Nine years ago, Jim Cramer-the gleefully loudmouthed CNBC pundit-introduced the world to what he called the FANG investment strategy. Facebook, Amazon, Netflix, and Google, his reasoning went, were as close to a sure bet as you could get as commerce, community, and content shifted online. A few years later the acronym was plumped up to FAANG with the addition of Apple Inc. Corporate rebrandings at Facebook and Google would end up messing with the spelling, and some insisted Microsoft Corp. should join the party. But the one constant was a sense of infinite optimism about the companies' ability to dominate their markets and continue growing at a breakneck pace, making huge sums of money for their shareholders.
These days the FAANGS-or whatever you might call them-are looking increasingly toothless.
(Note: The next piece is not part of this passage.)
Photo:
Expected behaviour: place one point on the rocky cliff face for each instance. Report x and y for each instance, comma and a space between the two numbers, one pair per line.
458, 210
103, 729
On April 19, Netflix Inc. shocked Wall Street when it announced that for the first time in a decade it had lost customers and predicted that even more would bail in coming months. Its shares fell more than a third that day. That followed Facebook's February meltdown after it revealed user growth had stalled. The company's stock suffered the biggest one-day loss in value in U.S. market history.
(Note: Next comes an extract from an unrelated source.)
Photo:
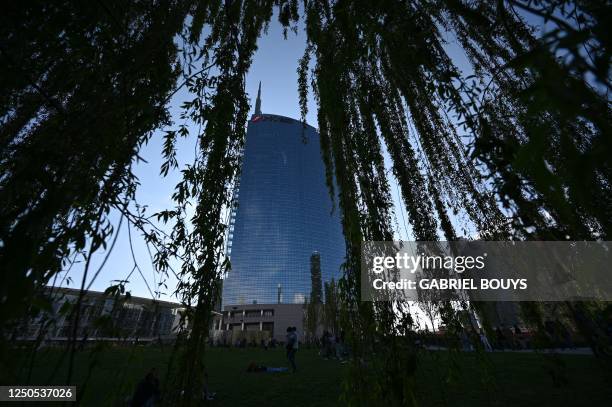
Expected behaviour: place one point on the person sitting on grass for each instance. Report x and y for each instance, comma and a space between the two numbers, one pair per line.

Facebook in October changed its name to Meta Platforms Inc. in an embrace of the so-called metaverse, but its market value has plummeted by about $500 billion from a September peak of almost $1.1 trillion-even after the company reported more upbeat user numbers on April 27. Netflix, which just two years ago was more valuable than Walt Disney Co., has seen its shares tumble more than 70% since November and is now worth less than half as much as Disney.